In both children and adults, viral upper respiratory infections can provoke asthma. The infection most likely to provoke these asthma exacerbations is the common cold virus, rhinovirus (Johnston et al., BMJ 1995; 310:1225-1228). A number of studies have found the co-existence of allergic rhinitis to be a risk factor for wheezing with a cold (Rakes et al., Am J Respir Crit Care Med 1999; 159:785-790). Moreover, in studies employing an experimental infection of rhinovirus, the prevalence of allergic rhinitis and allergic asthma enhances the likelihood that a rhinovirus cold will increase the bronchial responsiveness. Because the rhinovirus tends to primarily infect the upper airway, there appears to be a link between allergic and infectious processes in the nose and the lung.

A number of models have been used to determine the mechanisms by which respiratory viruses provoke asthma. What has been learned is the following:

  1. Upper respiratory infections enhance the likelihood that an inhaled antigen challenge will provoke a late-phase inflammatory response (Lemanske et al., J Clin Invest 1989; 83:1-10).

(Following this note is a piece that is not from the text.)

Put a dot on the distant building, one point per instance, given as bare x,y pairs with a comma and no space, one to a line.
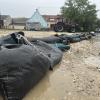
52,20
5,21
19,23
36,22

  2. A rhinovirus respiratory infection can enhance pulmonary mast cell mediator release to antigen and enhance eosinophil recruitment to the lung (Calhoun et al., J Clin Immunol 1994; 94:2200-2208).

  3. There is evidence that some patients with allergic rhinitis and asthma have a diminished generation of interferon-γ to virus, which intensifies the symptoms of a cold (Gern et al., Am J Respir Crit Care Med 2000; 162:2226-2231).

Collectively, these data indicate that allergic rhinitis is a risk factor for respiratory viruses provoking asthma, and that these events in the nose will initiate lower airway allergic processes. Furthermore, there appears to be a difference in the generation of interferon-γ in allergic rhinitis subjects, and this difference promotes the likelihood of an infection, its severity and persistence.